The hazard in blocking Gorsuch is that Senate Majority Leader Mitch McConnell vowed that he would kill the filibuster for Supreme Court nominees if Democrats go that route. He may or may not have the votes, but Democrats should call his bluff because making the Senate more democratic isn’t a bad thing.
Most people believe the filibuster was intended by the founders to slow the upper body’s deliberative process and give the minority more rights than it enjoys in the House. The classic formulation is that the House is supposed to be the legislature’s gas pedal, and the Senate is its brakes.
But Georgetown political scientist Sarah Binder says that none of that is true.

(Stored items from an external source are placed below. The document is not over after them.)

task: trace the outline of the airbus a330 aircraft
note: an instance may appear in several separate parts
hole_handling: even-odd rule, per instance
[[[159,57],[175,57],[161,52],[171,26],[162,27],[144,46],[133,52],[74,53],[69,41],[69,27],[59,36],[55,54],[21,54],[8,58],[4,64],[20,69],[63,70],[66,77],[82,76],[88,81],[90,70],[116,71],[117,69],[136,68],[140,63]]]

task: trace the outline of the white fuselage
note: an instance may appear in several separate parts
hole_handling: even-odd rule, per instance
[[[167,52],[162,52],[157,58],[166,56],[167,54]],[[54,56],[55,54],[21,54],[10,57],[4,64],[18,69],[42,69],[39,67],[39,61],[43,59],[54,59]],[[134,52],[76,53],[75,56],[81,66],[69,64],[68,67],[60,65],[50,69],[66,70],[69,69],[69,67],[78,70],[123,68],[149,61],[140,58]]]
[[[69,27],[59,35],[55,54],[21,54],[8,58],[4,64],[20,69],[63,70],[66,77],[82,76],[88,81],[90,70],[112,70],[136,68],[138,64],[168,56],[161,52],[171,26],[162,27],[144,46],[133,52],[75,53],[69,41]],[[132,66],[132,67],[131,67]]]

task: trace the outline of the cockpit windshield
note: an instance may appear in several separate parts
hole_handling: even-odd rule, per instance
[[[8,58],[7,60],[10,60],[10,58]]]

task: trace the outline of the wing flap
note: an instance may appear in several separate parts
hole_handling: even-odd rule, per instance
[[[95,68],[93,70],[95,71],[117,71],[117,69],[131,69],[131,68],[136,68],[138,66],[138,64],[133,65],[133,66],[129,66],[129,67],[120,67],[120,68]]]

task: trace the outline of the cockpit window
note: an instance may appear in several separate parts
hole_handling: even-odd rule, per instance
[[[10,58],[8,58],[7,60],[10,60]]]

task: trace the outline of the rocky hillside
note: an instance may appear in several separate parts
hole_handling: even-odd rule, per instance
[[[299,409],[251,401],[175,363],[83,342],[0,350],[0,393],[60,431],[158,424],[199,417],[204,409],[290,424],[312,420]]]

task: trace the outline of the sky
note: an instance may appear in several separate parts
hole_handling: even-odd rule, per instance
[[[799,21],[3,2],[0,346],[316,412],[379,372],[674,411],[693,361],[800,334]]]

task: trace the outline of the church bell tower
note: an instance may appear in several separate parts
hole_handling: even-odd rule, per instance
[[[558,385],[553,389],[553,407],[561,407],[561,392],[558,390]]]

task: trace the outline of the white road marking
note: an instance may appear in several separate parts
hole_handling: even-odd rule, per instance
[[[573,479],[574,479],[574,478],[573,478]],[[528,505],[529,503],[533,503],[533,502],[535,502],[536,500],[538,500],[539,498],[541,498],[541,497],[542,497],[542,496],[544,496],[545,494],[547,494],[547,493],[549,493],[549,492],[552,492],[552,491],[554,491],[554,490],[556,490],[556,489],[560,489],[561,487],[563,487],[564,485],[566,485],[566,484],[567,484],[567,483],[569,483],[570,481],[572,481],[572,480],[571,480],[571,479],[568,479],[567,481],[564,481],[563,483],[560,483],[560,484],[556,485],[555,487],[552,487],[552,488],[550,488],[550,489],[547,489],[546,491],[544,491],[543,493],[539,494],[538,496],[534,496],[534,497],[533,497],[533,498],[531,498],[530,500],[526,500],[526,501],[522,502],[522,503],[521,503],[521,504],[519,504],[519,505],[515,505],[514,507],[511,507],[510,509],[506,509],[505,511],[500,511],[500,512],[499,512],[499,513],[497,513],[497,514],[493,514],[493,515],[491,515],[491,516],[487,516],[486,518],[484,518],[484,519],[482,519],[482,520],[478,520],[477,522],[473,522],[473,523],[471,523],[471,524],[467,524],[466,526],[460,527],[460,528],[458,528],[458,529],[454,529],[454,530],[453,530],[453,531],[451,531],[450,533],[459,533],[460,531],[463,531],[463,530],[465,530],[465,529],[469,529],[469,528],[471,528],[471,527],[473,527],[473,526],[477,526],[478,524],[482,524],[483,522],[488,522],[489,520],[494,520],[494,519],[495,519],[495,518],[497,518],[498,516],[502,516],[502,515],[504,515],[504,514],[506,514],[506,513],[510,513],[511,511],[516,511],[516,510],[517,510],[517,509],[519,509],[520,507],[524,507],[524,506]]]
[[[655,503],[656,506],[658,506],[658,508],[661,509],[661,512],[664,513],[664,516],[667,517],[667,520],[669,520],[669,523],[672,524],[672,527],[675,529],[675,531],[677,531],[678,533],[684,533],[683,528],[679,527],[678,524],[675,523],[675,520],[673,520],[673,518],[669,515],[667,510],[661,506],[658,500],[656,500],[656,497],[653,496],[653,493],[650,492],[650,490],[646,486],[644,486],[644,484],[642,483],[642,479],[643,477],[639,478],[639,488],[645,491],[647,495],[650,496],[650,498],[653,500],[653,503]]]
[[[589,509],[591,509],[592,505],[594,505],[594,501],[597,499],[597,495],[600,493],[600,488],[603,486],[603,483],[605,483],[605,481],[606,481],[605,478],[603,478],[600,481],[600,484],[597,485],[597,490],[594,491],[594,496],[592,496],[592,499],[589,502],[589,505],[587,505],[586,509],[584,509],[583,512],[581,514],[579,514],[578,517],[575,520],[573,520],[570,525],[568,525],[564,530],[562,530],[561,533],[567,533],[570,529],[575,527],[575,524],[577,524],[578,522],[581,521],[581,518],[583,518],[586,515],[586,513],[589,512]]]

Senators do enjoy longer terms than members of the House in part to insulate them from public passions, but the filibuster was born of an error—it was an unintended consequence of an 1805 effort by then–Vice President Aaron Burr, freshly indicted for killing Alexander Hamilton in a duel, to streamline the body’s rules. (It’s somewhat ironic given that the “reform” resulted in a legislative body that’s often unable to legislate.) And although that rule change made filibusters possible, the Senate mostly operated according to majority rule through the first half of the 19th century.
Since then, a number of attempts to get rid of the filibuster have gone nowhere. According to Binder, “Senate leaders tried and failed repeatedly over the course of the 19th and early 20th centuries” to reinstate majority rule, but “gave up their quest for reform when they saw that opponents would kill it by filibuster—putting the majority’s other priorities at risk.”
But in a rare bout of reform in 1917, the Senate finally enacted cloture, which allows a super-majority to cut off debate and end a filibuster—the origin of what’s often described as today’s “60-vote threshold.” (This means that lawmakers need not actually hold the floor reading from the phone book to filibuster like they do in the movies.) But it only became routine for legislation to require 60 votes in recent years. As the graphic from Talking Points Memo below shows, prior to the 1970s, filibusters were very rare—they typically numbered in the single digits in each Congress. Over the next three decades, their use increased, but they were still rare enough for the body to function. It was only in recent years that they’ve become routine, and made the “world’s greatest deliberative body” largely dysfunctional.